Although the gap seems large at times, it represents a remarkably small fraction of measured activity—around 1% or less. Of course, 1% of a big number is still a big number. But it is important to remember that, relative to the size of the economy, the gap between GDI and GDP is not large. The gap is listed as a “statistical discrepancy” in the Department of Commerce reporting of the two numbers.

Why does the gap exist? From an accounting point of view, it should not. The total value of final goods and services produced must be equal to the total value of income generated in that production. But output is measured from sales and inventory figures collected from just 10% of commercial establishments. Preliminary income figures are obtained from household surveys, but these represent a tiny fraction of households. More complete income data are provided by income tax returns, but these are available to the economists who estimate GDI only after a two- to four-year delay.

The Department of Commerce issues revisions of its GDP and GDI estimates as more complete data become available. With each revision, the gap between GDP and GDI estimates is significantly reduced.

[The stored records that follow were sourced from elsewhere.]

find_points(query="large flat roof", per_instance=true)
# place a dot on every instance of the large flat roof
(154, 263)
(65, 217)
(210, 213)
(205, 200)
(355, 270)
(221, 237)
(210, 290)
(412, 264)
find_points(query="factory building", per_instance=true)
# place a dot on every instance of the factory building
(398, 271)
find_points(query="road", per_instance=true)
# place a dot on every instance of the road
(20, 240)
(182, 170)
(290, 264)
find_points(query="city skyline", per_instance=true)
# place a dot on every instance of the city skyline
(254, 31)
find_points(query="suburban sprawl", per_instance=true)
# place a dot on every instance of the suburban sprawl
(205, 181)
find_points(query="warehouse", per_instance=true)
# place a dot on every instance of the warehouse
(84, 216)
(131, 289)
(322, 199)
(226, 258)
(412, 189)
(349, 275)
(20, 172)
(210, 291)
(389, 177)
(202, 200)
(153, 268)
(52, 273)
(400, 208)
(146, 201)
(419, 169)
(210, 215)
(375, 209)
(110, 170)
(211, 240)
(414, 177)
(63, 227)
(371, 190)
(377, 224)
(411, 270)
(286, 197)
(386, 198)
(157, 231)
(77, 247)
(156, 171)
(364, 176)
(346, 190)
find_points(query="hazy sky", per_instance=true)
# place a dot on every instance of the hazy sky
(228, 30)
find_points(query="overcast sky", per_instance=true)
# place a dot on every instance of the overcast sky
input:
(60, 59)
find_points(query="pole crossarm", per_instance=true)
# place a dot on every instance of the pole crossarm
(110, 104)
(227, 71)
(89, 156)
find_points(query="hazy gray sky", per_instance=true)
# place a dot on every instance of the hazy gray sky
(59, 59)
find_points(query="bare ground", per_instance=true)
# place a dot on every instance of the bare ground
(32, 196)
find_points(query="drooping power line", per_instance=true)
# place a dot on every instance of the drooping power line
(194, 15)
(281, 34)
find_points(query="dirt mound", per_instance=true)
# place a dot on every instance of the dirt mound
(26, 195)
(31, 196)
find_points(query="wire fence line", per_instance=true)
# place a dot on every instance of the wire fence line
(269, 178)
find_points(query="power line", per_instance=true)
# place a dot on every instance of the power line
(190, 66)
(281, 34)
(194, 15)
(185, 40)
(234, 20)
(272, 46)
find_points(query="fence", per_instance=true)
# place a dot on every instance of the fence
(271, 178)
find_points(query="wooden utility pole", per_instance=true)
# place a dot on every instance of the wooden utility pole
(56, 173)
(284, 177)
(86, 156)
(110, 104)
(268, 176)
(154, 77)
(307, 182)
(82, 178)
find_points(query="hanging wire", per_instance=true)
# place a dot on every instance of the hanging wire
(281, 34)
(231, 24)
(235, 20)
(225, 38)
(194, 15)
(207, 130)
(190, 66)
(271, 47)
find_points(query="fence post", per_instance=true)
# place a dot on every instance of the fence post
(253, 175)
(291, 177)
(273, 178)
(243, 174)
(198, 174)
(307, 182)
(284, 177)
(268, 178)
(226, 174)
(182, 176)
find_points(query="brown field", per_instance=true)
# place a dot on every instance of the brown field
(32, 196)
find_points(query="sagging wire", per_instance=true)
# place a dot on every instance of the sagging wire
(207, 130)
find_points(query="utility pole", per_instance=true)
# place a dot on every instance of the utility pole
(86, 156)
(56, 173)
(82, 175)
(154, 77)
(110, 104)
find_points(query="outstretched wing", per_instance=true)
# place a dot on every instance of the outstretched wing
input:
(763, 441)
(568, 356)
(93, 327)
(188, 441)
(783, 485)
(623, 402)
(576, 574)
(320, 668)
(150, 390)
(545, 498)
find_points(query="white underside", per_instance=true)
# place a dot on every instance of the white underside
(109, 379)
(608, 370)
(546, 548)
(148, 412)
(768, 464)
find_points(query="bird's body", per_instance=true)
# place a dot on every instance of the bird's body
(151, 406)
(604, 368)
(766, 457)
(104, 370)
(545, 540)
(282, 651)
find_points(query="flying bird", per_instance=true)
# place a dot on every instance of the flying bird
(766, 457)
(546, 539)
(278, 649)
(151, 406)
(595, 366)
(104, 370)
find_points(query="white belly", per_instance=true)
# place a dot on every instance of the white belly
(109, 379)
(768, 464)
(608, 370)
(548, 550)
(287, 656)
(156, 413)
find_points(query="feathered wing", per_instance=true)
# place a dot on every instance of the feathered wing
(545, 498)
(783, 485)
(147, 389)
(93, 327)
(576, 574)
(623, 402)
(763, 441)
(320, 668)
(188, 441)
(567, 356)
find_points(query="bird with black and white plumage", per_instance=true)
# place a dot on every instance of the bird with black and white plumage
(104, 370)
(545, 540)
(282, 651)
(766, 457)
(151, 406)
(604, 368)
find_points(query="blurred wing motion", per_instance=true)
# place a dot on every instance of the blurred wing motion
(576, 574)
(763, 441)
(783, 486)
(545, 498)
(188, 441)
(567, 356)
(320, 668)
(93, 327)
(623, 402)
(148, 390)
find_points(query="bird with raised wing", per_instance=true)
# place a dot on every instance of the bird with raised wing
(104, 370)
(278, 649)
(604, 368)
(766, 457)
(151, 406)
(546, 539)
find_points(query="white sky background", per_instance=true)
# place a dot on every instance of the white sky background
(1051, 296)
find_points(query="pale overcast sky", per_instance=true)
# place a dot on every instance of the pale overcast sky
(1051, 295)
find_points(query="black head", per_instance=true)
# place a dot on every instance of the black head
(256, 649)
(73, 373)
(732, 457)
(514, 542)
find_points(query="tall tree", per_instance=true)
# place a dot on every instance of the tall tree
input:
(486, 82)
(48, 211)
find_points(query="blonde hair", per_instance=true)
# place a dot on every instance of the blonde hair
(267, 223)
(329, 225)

While GDP and GDI figures cannot provide precise measures of economic activity, they come remarkably close. Indeed, given that the numbers come from entirely different sources, the fact that they come as close as they do provides an impressive check of the accuracy of the department’s estimates of GDP and GDI.

Answer to Try It! Problem

GDI equals $1,200. Note that this value equals the value for GDP obtained from the estimate of output in the first part of the previous Try It! Here is the computation:

Employee compensation $700
Profits 200
Rental income 50
Net interest 25
Depreciation 50
Indirect taxes 175
GDI $1,200

Once again, note that Social Security and welfare payments to households are transfer payments. They do not represent payments to household factors of production for current output of goods and services, and therefore are not included in GDI.


  1. Although reported separately by the Department of Commerce, we have combined proprietors’ income (typically independent business owners and farmers) with corporate profits to simplify the discussion.
  2. If you have studied microeconomics, you know that the term “rent” in economics has a quite different meaning. The national income and product accounts use the accounting, not the economic, meaning of “rent.”
  3. The adjustment for indirect business taxes includes two other minor elements: transfer payments made by business firms and surpluses or deficits of government enterprises.
  4. Profit is corporate profit ($1,519.3) plus proprietors’ income ($1,113.7), both with inventory valuation and capital consumption adjustment.
  5. Indirect taxes include taxes on production and imports of $1,100.0 plus business transfer payments ($133.7) less subsidies ($64.2) and current surplus of government enterprise ($14.5). Prior to the 2003 National Income and Product Accounts (NIPA) revisions, the category “taxes on production and imports” was, with some technical and other minor adjustments, referred to as “indirect business taxes.” See Brent R. Moulton and Eugene P. Seskin, “Preview of the 2003 Comprehensive Revision of the National Income and Product Accounts,” Bureau of Economic Analysis, Survey of Current Business, June 2003, pp. 17–34.